November 27th, 2012 ::

By Maria Valdez Haubrich

While the news is full of big companies crying foul about health care reform now that President Obama has been reelected, how are small businesses reacting? The primary sentiment among small business owners is mass confusion, reports eHealth’s Fall 2012 Small Employer Benefits Survey.

The poll of small businesses and self-employed people found that 77 percent of small employers were holding off on their long-term expectations of how health care reform might impact their business. The biggest concern (held by 61 percent of small employers) was the cost to their businesses. However, 25 percent were struggling simply to understand what health care reform would mean to their companies.

eHealth took a look at the realities of health care reform and asked small business owners their beliefs and found a big disconnect. Here are some of the myths and realities.

Health Care Reality: Under the ACA, employers with fewer than 50 full-time employees are not required to buy health insurance for those employees.

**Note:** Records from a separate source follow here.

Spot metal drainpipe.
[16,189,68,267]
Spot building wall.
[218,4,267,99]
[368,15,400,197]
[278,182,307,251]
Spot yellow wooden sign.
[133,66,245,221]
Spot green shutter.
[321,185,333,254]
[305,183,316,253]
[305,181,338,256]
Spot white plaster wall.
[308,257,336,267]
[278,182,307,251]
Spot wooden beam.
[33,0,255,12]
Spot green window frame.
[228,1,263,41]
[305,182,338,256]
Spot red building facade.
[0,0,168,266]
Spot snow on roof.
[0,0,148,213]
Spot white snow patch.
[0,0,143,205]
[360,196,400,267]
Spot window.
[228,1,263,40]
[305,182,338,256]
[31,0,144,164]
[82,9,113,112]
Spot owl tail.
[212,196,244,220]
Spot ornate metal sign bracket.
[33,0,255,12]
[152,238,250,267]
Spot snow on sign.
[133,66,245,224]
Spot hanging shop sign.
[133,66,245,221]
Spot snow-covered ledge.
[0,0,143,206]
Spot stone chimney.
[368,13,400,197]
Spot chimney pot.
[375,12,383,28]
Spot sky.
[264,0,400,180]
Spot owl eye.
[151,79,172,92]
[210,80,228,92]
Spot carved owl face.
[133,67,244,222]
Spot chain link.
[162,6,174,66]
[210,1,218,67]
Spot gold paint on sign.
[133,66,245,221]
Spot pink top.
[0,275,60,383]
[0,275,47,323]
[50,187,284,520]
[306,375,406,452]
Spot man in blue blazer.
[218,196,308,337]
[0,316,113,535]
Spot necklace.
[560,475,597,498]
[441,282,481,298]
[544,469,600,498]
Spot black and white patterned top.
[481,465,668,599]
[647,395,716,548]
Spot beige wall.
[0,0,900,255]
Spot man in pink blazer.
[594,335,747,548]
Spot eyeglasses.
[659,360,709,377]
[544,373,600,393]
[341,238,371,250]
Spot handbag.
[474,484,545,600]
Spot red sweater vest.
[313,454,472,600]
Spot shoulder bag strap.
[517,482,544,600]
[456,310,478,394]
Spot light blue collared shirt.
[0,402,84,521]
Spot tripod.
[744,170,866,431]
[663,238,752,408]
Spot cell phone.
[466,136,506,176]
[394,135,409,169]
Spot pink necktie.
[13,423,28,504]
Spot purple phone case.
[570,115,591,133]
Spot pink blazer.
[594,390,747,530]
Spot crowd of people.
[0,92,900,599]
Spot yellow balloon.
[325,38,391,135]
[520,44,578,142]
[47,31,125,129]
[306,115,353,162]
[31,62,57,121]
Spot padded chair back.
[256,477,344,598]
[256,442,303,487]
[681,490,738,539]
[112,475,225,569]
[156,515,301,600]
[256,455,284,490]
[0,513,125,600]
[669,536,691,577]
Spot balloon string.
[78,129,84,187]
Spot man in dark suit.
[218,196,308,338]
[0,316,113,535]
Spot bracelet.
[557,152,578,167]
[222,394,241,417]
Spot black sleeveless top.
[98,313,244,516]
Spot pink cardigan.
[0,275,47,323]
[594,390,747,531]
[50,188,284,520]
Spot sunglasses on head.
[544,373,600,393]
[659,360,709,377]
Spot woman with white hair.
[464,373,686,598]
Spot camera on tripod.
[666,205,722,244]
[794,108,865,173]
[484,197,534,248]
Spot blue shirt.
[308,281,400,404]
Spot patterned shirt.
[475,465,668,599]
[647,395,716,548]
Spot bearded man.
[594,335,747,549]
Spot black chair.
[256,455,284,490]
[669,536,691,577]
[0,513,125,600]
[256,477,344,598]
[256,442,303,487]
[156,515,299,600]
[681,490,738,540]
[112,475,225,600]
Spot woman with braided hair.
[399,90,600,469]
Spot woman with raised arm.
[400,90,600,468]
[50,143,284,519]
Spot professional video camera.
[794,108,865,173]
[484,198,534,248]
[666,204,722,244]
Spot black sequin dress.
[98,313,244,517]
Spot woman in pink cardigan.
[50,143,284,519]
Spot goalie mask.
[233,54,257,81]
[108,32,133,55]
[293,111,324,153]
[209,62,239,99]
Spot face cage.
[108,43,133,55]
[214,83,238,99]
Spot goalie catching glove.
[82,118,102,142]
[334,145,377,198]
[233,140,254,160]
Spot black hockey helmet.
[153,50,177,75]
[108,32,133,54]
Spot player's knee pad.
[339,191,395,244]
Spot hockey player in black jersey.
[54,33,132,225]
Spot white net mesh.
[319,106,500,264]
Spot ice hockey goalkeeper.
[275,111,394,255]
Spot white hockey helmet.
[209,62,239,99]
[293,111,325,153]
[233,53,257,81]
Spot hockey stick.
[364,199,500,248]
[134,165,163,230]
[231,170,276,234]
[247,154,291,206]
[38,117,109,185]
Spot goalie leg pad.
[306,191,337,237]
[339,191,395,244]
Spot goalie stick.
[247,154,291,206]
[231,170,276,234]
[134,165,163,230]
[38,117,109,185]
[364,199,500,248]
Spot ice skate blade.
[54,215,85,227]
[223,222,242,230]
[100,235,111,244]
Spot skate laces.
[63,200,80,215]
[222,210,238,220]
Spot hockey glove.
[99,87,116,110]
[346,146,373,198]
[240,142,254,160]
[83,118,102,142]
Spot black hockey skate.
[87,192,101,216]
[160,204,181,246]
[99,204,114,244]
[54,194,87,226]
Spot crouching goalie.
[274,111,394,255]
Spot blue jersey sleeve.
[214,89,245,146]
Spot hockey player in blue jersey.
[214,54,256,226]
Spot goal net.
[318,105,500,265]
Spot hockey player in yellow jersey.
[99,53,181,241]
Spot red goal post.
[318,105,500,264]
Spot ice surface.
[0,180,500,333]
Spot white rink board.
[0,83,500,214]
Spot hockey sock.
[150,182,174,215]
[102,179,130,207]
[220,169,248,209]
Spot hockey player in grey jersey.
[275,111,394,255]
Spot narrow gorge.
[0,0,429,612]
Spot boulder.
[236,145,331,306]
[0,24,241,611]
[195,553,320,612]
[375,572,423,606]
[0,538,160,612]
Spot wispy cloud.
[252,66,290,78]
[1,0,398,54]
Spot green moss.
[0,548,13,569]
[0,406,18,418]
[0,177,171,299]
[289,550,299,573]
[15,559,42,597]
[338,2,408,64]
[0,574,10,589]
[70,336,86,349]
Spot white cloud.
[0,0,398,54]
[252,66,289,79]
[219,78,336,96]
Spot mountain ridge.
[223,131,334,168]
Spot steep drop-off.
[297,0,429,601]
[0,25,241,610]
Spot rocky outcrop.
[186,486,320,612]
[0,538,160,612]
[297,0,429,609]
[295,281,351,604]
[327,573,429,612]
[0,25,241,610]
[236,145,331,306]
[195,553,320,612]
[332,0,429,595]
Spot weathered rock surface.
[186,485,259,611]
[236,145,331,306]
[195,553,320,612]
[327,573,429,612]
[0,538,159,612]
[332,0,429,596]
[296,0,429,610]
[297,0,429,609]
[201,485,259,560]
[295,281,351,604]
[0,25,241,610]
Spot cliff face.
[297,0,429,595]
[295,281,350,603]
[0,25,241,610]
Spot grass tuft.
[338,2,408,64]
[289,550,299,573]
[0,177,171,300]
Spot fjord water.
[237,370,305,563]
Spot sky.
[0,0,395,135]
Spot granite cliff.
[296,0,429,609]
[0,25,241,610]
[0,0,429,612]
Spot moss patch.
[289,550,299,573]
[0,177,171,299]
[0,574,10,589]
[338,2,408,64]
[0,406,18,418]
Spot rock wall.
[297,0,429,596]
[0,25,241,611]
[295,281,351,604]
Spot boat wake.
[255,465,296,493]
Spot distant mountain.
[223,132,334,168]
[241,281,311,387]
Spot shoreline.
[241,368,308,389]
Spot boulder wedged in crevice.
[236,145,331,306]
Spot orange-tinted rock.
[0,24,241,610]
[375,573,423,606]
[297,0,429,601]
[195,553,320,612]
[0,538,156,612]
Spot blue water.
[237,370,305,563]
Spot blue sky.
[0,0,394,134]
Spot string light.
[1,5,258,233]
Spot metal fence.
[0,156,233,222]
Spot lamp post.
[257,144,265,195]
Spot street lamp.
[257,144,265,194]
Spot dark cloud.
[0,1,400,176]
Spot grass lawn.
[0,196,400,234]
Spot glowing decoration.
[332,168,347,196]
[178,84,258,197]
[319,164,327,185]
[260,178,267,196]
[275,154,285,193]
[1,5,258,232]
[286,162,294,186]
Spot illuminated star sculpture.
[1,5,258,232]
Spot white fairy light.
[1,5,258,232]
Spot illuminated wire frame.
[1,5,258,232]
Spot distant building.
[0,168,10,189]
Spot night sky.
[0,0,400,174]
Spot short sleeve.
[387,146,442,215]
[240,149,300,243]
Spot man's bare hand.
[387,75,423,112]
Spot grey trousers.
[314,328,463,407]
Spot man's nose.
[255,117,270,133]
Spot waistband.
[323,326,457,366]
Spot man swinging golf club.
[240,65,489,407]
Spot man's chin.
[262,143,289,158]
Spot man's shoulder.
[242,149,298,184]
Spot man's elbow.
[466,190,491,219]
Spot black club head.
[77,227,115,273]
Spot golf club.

Health Care Misunderstanding: Only two employers in the survey had more than 50 employees. However, one-third (34 percent) incorrectly thought they would be required to provide insurance for employees in 2014, and about the same number (35 percent) weren’t sure if they would be required to do so. Only 31 percent knew they will not be required to provide health insurance.

Health Care Reality: If you have fewer than 50 employees, you don’t face a tax penalty of any kind if you don’t provide health insurance for your employees. Employers with 51 to 199 full-time employees must pay a $2,000 tax penalty for each employee who buys health insurance through an insurance exchange. But they don’t have to pay taxes for the first 20 employees who do so.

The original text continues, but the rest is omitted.